Bairros

Hospital Beneficência Portuguesa é tombado

Luciana La Fortezza
| Tempo de leitura: 2 min

As características lusitanas do antigo prédio do Hospital Beneficência Portuguesa não podem ser alteradas a partir de hoje. É que o imóvel foi tombado, conforme o decreto assinado pelo prefeito Nilson Costa (PTB) que seria publicado na edição desta terça-feira do Diário Oficial do Município (DOM).

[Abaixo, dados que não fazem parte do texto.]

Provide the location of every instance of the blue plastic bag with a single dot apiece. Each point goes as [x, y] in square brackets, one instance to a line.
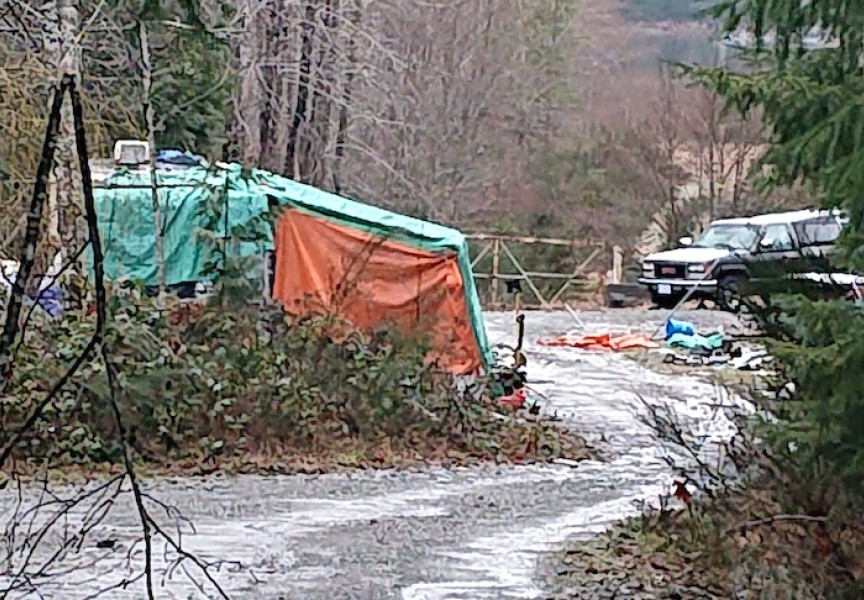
[682, 327]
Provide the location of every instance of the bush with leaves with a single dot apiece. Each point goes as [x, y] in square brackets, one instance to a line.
[242, 387]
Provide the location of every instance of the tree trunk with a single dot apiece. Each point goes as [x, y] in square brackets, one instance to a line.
[250, 102]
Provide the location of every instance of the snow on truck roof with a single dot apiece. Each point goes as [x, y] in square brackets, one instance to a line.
[776, 218]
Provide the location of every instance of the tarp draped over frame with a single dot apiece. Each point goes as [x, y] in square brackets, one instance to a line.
[371, 281]
[128, 232]
[413, 271]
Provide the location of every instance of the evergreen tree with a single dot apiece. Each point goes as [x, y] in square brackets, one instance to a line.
[813, 103]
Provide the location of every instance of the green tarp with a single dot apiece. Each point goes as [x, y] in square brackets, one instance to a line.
[189, 198]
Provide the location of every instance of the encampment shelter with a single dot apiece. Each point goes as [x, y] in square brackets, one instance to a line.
[373, 267]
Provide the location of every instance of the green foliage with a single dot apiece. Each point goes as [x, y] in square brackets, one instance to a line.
[812, 103]
[232, 386]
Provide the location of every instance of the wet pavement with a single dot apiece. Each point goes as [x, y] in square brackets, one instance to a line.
[459, 534]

A medida, regulamentada pelo Conselho de Defesa do Patrimônio Cultural (Condepac), é uma garantia oficial de que o telhado, a varanda, as rampas situadas em frente ao estacionamento, além da fachada frontal (paredes, portas e janelas originais de madeira) serão preservados no estilo arquitetônico original.

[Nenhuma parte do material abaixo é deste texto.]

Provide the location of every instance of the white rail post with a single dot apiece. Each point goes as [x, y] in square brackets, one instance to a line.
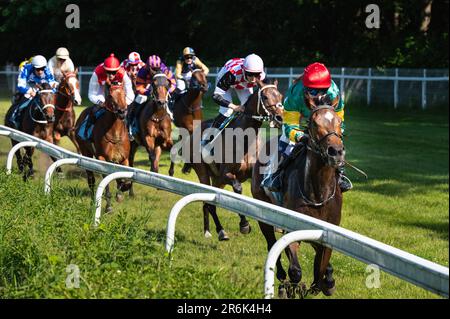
[176, 209]
[424, 90]
[277, 249]
[396, 89]
[342, 83]
[80, 78]
[101, 188]
[369, 85]
[13, 151]
[52, 168]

Pela mesma razão, o imóvel não pode ser mutilado, destruído ou demolido, informa a assessoria de imprensa da administração municipal. Para ser pintado ou restaurado, depende de autorização do Condepac, sob pena de multa de 1% a 20% sobre o valor do bem tombado.

“Como o nosso intuito também é o de manter a imagem (original do imóvel) respeitamos todas as resoluções (do Condepac na ocasião da restauração do telhado)”, explica o membro do Conselho Administrativo da Beneficência Portuguesa, o oftalmologista Raul Gonçalves de Paula.

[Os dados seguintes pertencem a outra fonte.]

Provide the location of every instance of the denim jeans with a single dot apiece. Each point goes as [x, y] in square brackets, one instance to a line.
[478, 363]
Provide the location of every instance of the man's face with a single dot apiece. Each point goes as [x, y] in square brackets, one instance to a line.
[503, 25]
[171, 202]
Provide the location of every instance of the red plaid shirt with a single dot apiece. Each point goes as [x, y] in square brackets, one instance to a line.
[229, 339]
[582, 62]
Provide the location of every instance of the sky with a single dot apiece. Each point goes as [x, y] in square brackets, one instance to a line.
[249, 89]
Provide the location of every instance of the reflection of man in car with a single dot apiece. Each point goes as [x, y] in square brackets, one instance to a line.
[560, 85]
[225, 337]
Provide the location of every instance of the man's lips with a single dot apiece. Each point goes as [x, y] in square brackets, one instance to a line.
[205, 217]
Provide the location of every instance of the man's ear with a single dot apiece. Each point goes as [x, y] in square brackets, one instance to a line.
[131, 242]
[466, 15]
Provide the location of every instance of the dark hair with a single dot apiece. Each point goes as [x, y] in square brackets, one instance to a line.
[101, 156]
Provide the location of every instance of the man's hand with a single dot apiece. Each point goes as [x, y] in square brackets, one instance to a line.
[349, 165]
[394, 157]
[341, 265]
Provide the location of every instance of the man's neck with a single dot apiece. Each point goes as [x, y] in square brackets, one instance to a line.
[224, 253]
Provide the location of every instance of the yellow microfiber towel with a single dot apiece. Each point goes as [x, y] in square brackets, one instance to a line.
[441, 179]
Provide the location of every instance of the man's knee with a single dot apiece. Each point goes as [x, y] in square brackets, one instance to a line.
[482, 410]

Na opinião dele, a idéia do tombamento é muito boa, embora critique o fato de não haver contrapartida financeira. O médico explica que o conselho administrativo da instituição autorizou e iniciou a restauração da fachada do prédio antigo. “Também estamos providenciando a iluminação (da frente do imóvel). É muito bonita (a fachada)”, comenta o oftalmologista.

Restauração

Concorda com ele a arquiteta contratada para restaurar o imóvel, Ludmilla Sandim Tidei de Lima. Desde maio, ela trabalha no projeto em companhia de outra profissional da área. “O telhado inclinado, por exemplo, é uma característica da arquitetura portuguesa. Ricardo Severo assinou o projeto original. Ele era português e na época atuava no Brasil”, conta Lima, que pesquisa a história do imóvel.

Para desenvolver seu trabalho, cujo custo não foi informado, ela utiliza os princípios da restauração moderna, método que recupera as características da época evidenciando a intervenção contemporânea. “O mais importante é resgatar o valor histórico que esse prédio tem para Bauru”, diz.

Faz coro com a arquiteta o secretário municipal das Administrações Regionais (Sear), Arlindo Figueiredo, cuja família de origem portuguesa é uma das mais antigas da cidade. “Um povo sem passado não existe. É importante registrar a (participação da comunidade lusitana no desenvolvimento de Bauru). É um patrimônio (o imóvel)”, opina.

O prédio foi inaugurado oficialmente em 1928, mas foi fundado em 1915 pela Sociedade Beneficente Portuguesa (formada em 1914), informou em matéria recente publicada pelo JC o memorialista Luciano Dias Pires.

Além do hospital, já estão tombados os prédios da Igreja Santa Terezinha, da Igreja Presbiteriana, da capela da antiga Santa Casa de Misericórdia e do Hotel Cariani. O JC não encontrou o membro do Condepac, Nilson Ghirardello para comentar o assunto.